How does theatre shape the body and perceptions of it?
How do bodies on stage challenge audience assumptions about material evidence and the truth? Theory for Theatre Studies: Bodies responds to these questions by examining how theatre participates in and informs theories of the body in performance, race, queer, disability, trans, gender, and new media studies. Throughout the 20th century, theories of the body have shifted from understanding the body as irrefutable material evidence of race, sex, and gender, to a social construction constituted in language.
In the same period, theatre has struggled with representing ideas through live bodies while calling into question assumptions about the body. This volume demonstrates how theatre contributes to understanding the historical, contemporary and burgeoning theories of the body.
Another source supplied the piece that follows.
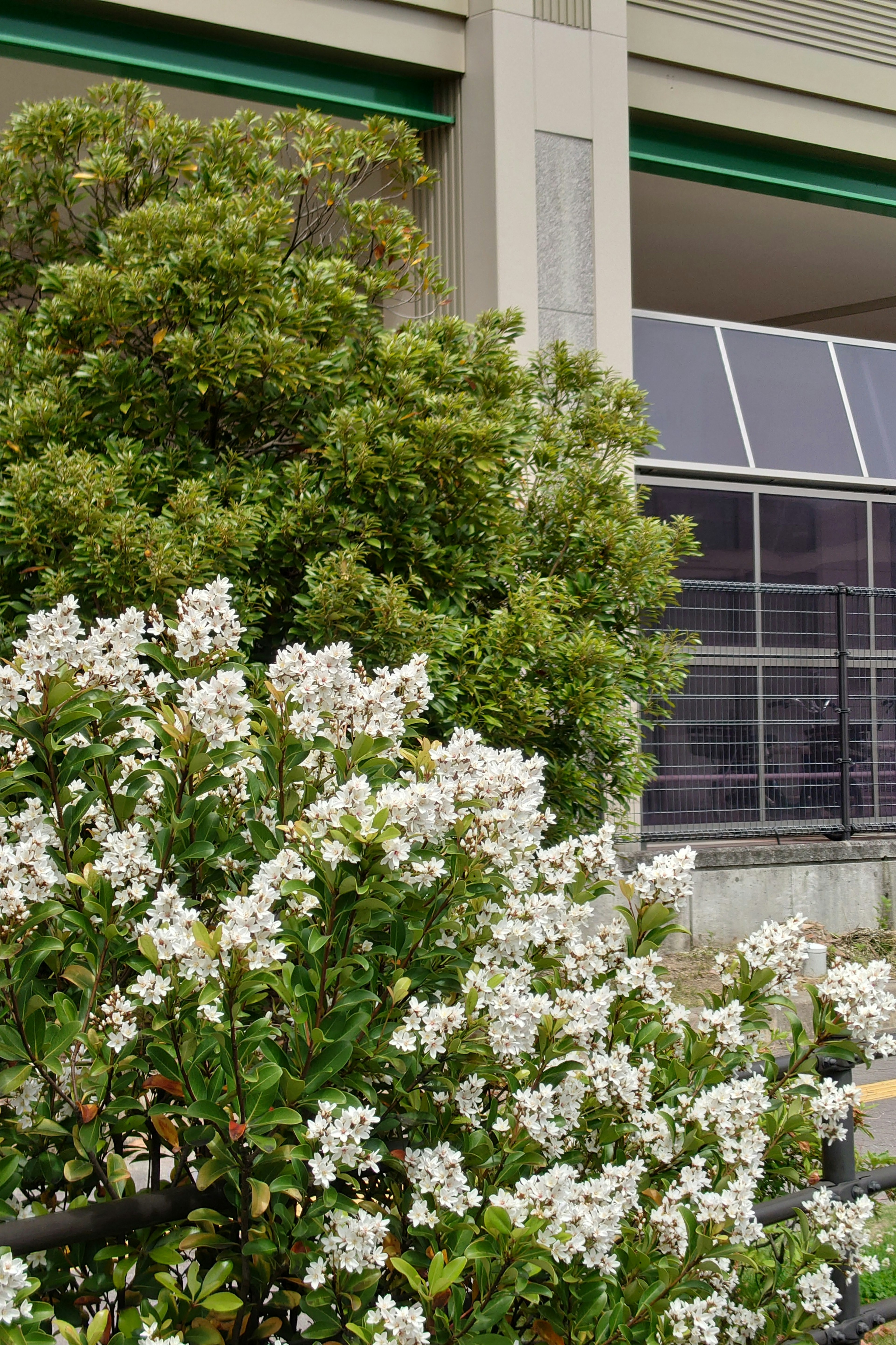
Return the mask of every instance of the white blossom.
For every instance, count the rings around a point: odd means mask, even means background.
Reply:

It explores how theories of the body inform debates about labor conditions and spatial configurations. Theatre allows performers to shift an audience's understandings of the shape of the bodies on stage, possibly producing a reflexive dynamic for consideration of bodies offstage as well.
In addition, casting choices in the theatre, most recently and popularly in Hamilton, question how certain bodies are "cast" in social, historical, and philosophical roles.
Through an analysis of contemporary case studies, including The Balcony, Angels in America, and Father Comes Home from the Wars, this volume examines how the theatre theorizes bodies.
Online resources are also available to accompany this book.